La giovane, sorridente, ha salutato il premier Giuseppe Conte e il ministro degli Esteri Luigi Di Maio e ha poi abbracciato a lungo i genitori e la sorella. La cooperante è stata liberata ieri in una zona non lontana dalla capitale della Somalia, Mogadiscio. Silvia Romano è scesa dalla scaletta dell’aereo, indossando una veste islamica verde e una mascherina anti-coronavirus.
Un lungo applauso durato circa 5 minuti e campane in festa hanno accolto alle 14 in punto a Milano l’arrivo a Ciampino di Silvia Romano, la cooperante di 24 anni rapita in Kenia nel 2018 e liberata ieri dopo 17 mesi di prigionia. Al rintocco delle campane della chiesa in fondo a via Casoretto, dove la giovane abita con la mamma, i vicini di casa si sono affacciati ai balconi, hanno battuto le mani per diversi minuti per il flash-mob organizzato per il suo rientro in Italia. Anche in strada alcuni abitanti del quartiere hanno applaudito con gioia alla sua liberazione. Ai balconi sono stati appesi dei palloncini e diversi striscioni. All’ingresso del condominio diversi cartelli con scritto: “Bentornata a casa Silvia”, e anche “Le brigate volontarie per l’emergenza salutano Silvia”.

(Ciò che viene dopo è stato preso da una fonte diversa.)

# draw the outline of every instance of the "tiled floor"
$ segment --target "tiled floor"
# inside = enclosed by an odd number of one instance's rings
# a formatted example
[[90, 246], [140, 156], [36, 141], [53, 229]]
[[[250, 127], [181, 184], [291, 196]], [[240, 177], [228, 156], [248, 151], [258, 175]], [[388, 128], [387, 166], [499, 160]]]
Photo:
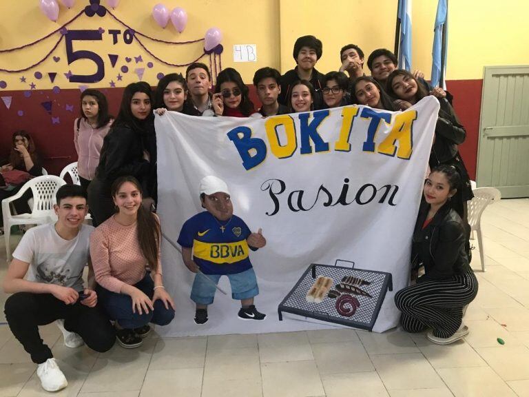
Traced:
[[[438, 346], [398, 329], [154, 334], [140, 349], [115, 346], [98, 354], [65, 347], [51, 325], [42, 336], [70, 382], [57, 396], [529, 396], [529, 199], [494, 204], [483, 221], [487, 272], [477, 273], [479, 292], [464, 319], [470, 329], [465, 340]], [[1, 278], [5, 257], [0, 261]], [[473, 266], [481, 269], [477, 251]], [[6, 298], [0, 294], [2, 306]], [[0, 325], [0, 397], [40, 395], [48, 394], [35, 365]]]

L’Unicef Italia esprime grande gioia per la liberazione di Silvia Romano, dopo 18 mesi di angoscia. “Silvia rappresenta la parte migliore del nostro paese, spesso invisibile: un’Italia che dedica la propria vita agli altri, che resiste. Bentornata Silvia!” aggiunge il presidente di Unicef Italia Francesco Samengo.

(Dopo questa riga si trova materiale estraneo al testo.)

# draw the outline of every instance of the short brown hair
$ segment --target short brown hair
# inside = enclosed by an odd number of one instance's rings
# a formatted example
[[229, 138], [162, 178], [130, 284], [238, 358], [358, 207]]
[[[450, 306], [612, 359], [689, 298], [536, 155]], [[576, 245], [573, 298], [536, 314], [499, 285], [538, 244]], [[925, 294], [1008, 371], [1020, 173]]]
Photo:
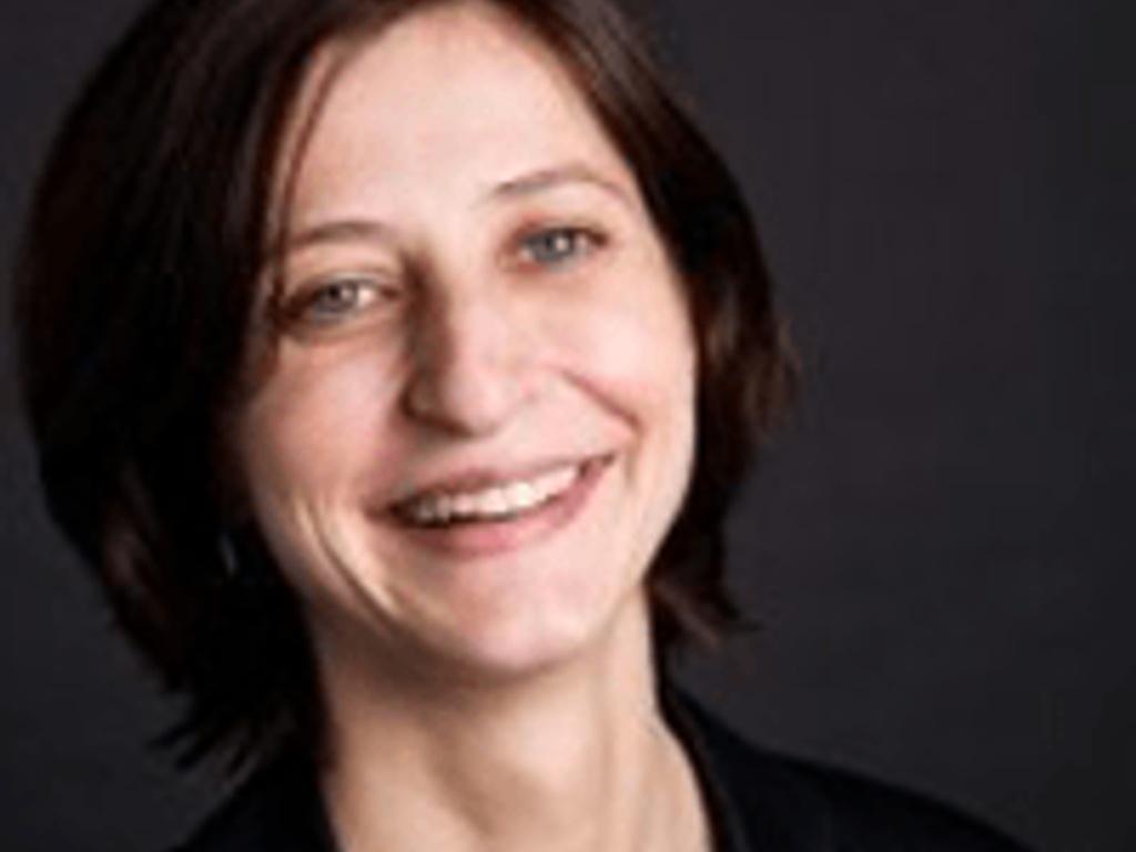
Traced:
[[[461, 1], [159, 0], [50, 152], [16, 302], [41, 476], [119, 623], [187, 696], [176, 732], [186, 762], [259, 761], [319, 732], [298, 602], [256, 531], [225, 533], [223, 463], [299, 87], [328, 41]], [[611, 0], [476, 1], [511, 15], [574, 75], [686, 284], [698, 445], [649, 575], [662, 658], [738, 623], [724, 521], [794, 384], [770, 282], [737, 185]]]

I momenti di quando fu prelevata dai rapitori, l’ipotesi della sua conversione all’Islam e le fasi del rilascio con lì’ipotesi del pagamento di un riscatto. Saranno anche questi i temi che verranno affrontati nel corso del colloquio tra Silvia Romano e gli inquirenti e che si svolgerà nel pomeriggio nella caserma dei carabinieri del Ros alla presenza del pm. Sul suo rapimento i magistrati di piazzale Clodio hanno avviato una indagine che nei mesi si è avvalsa delle collaborazione sia delle autorità kenyote che di quelle somale. Per chi indaga la prima fase del sequestro è stata gestita da una banda composta da 8 persone che avrebbe poi ceduto la ragazza a gruppi islamisti legati a Al Shabaab in Somalia.